If i had stayed with them permanently and stayed there whilst and after the trial of my father, than maybe they could know who I was and what I had went through. But, of course, that didn't happen.

That went well, our little child life, until the ninth month I lived with them. Whilst playing with Francis and Elisabeth, who was overjoyed at having a 'sister', Adam, Henry, Catherine and a few doctors -from the institution my mother was in- came into the large playroom. I was taken out, replaced with the matriarch and patriarch of the household and was taken into the living room. I was then told that I was to have two visits with my mother every year.

Henry took me to the first, under the false pretence that I was meeting with an aunt, until he reached the destination and even further when I was taken into the room with her. He stayed in a small room behind us, and I waited nervously, still holding my bear and fiddling with it's long fur fibres, before the was brought in to see me, inmate uniform and handcuffs and all.

It was then that Henry was told that my mother wasn't actually dead, but insane. He was told under strict confidence, that he was not to tell anybody and the only people who were to know that Marie de Guise was being held in an asylum were select members of the de Guise clan and whomever would take me to the visits.

Everything started out fine for the first thirty minutes, it was almost as if she was back to normal, until she started to turn on me. I braced myself for impact as she touched and stroked my face and hair, remembering what this woman who was once my mother had done in the past, before she started grabbing at my throat and screaming at me.

Within the moment, she was pulled away by doctors, kicking and screaming and thrashing. I was returned to Henry's arms -sobbing and gasping and holding my neck and bear. I gripped onto him tighter than anybody before as we were ushered away to the sound of my mothers' screams. I couldn't help but listen as she screamed that she hated me, that she loved me, that she was who I was to become, that she wanted to hold me, that I never should have been born and that she was sorry and wanted to be my mother again, and I cried silently all through the four hour long drive home.

The next five visits went the same way, until she had her maternal rights terminated under grounds of insanity and danger to me should I see her again.

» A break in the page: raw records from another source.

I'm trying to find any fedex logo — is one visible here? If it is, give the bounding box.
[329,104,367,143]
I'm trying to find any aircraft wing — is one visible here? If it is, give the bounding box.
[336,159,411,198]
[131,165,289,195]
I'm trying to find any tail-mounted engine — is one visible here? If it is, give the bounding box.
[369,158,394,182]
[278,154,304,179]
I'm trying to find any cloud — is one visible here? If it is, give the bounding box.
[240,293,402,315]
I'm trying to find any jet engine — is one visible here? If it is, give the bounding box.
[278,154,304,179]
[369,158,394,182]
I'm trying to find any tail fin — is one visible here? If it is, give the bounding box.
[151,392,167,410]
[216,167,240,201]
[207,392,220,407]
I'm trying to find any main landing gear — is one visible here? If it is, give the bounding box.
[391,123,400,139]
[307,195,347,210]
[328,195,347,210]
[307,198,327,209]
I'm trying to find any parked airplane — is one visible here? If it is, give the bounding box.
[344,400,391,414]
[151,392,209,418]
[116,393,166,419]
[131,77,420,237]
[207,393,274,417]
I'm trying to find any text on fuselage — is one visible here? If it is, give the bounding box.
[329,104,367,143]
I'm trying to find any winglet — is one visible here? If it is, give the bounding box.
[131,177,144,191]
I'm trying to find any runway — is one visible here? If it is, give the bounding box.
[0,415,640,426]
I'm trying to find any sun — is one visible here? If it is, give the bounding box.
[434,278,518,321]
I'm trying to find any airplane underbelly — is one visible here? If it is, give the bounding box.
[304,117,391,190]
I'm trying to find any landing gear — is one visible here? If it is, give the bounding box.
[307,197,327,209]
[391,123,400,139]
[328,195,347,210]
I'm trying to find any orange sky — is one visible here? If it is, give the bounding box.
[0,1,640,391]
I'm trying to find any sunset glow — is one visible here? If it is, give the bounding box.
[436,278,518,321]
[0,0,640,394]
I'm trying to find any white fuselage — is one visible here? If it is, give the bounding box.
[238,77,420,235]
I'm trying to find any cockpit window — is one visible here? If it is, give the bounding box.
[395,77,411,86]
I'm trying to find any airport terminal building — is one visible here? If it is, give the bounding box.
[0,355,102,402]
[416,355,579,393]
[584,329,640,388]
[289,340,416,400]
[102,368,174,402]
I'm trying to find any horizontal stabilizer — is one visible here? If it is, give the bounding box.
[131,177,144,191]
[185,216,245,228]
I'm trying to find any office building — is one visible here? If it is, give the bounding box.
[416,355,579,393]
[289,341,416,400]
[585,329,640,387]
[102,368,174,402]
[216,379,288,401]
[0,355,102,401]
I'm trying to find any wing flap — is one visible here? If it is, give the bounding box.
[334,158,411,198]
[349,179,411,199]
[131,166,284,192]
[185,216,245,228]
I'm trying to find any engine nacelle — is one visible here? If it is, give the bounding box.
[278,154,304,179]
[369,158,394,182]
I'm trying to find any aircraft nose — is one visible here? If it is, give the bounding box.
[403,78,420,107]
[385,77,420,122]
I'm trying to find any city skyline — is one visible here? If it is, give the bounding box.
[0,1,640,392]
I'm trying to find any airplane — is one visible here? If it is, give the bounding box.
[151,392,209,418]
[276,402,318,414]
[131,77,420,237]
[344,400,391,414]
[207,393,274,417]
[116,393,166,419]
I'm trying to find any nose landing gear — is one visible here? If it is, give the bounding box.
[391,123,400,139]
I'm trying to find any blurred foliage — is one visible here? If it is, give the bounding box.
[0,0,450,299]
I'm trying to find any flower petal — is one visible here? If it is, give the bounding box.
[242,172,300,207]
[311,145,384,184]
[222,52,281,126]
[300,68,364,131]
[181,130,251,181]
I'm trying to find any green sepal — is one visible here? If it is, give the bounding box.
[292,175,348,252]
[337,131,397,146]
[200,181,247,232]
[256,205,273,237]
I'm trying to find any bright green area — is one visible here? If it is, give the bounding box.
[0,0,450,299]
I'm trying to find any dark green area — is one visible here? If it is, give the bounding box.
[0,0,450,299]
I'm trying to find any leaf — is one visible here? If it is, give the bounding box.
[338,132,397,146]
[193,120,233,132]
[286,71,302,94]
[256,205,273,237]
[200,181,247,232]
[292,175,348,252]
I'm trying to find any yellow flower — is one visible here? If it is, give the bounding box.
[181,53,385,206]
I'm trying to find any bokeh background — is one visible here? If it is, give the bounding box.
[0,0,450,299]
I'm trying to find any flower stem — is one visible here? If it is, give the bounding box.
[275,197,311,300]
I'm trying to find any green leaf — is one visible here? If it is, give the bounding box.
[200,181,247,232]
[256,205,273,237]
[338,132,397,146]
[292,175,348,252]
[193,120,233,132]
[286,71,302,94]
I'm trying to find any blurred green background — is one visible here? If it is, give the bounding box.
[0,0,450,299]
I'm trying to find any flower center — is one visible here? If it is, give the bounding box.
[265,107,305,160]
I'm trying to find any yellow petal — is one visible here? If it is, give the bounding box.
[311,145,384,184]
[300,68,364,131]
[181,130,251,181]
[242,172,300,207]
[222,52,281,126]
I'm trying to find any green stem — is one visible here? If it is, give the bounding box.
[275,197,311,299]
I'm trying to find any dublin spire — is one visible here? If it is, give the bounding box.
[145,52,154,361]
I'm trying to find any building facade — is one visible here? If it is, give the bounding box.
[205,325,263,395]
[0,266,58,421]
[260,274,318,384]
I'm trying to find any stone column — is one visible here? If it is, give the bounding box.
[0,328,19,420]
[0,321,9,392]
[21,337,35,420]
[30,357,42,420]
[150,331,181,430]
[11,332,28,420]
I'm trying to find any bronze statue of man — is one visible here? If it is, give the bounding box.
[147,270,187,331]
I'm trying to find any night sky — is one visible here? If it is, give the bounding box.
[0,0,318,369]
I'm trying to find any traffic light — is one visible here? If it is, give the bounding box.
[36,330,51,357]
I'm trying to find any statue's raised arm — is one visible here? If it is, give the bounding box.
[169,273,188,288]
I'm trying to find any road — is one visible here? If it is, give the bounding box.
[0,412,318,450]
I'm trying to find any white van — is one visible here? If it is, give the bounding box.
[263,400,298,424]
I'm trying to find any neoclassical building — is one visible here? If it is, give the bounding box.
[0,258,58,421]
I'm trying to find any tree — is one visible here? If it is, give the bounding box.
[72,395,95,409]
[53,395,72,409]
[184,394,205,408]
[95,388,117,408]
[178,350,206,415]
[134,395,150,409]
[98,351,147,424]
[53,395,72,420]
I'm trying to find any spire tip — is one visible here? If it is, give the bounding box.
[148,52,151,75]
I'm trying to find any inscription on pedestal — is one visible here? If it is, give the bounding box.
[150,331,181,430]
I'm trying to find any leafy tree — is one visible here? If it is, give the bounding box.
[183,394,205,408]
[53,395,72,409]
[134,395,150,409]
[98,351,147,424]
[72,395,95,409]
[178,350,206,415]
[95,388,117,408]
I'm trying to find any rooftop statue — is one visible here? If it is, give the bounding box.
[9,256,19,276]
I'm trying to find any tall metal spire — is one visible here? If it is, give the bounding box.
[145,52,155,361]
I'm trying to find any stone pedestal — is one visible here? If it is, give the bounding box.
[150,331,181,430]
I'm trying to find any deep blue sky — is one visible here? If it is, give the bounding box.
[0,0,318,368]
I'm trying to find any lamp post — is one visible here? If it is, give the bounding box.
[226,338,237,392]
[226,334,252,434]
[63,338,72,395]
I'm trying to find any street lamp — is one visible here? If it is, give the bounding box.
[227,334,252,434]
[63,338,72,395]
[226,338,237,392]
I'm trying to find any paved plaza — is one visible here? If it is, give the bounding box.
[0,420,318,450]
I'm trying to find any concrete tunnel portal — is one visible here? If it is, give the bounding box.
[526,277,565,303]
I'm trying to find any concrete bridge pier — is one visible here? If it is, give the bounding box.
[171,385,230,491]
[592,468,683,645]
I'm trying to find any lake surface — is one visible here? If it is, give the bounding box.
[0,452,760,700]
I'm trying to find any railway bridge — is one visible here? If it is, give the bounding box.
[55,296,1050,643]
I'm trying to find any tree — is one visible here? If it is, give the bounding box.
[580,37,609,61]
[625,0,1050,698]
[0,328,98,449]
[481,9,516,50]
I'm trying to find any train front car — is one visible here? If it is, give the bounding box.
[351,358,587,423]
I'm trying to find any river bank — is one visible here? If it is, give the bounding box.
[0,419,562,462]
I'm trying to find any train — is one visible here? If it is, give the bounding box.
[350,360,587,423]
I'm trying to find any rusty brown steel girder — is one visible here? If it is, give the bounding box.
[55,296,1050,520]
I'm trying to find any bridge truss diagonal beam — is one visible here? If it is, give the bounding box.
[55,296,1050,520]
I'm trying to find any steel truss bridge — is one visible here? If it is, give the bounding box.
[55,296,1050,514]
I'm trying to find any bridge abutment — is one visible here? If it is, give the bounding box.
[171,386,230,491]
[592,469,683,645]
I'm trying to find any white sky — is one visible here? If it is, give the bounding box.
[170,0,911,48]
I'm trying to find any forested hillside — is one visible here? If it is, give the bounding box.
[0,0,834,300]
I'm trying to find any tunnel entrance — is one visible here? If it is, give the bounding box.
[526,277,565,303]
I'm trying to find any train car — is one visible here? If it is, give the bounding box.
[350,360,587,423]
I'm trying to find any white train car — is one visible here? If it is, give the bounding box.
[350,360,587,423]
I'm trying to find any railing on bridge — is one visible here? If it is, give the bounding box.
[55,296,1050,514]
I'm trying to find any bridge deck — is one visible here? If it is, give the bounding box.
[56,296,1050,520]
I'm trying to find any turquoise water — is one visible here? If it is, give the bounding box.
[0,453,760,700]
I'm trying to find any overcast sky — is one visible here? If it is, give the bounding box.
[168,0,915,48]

I was just about to turn nine then, when the Marshall came and told me the news and gave Catherine and Henry the official papers. Things became normal, for a time, anyway. Doing homeschooling with my kind tutor every day, eating breakfast and dinner with Henry, Catherine, Francis, Elisabeth and little Claude, playing after the children got home from school, being Lisa and Claude's sister and Francis' shadow. But, two months later, the Marshall came to our home again and gave us the news.

Well, me. I had been brought into the library with the Marshall, two police officers and Adam, Henry and Cathy being locked out as I was told what would happen the following Wednesday. Three of my fathers' murderers had been captured and I had to take the stand. I had been the only witness who knew exactly what had happened, the only person to have seen the faces of the murderers. I had no choice, really. No matter what Henry and Cathy petitioned when the Marshall had told them what I now had to do.

My presence was vital, I couldn't get out it it even if Henry and Cathy's words had gone past just that, words. On the night of my fathers' murder, I'd been huddled in between two couches and a massive bookshelf in my fathers' study. I'd seen the killing. I'd seen their faces, I'd seen the slaughter. I'd heard their voices and heard my fathers' screams. And, I watched him bleed out and die.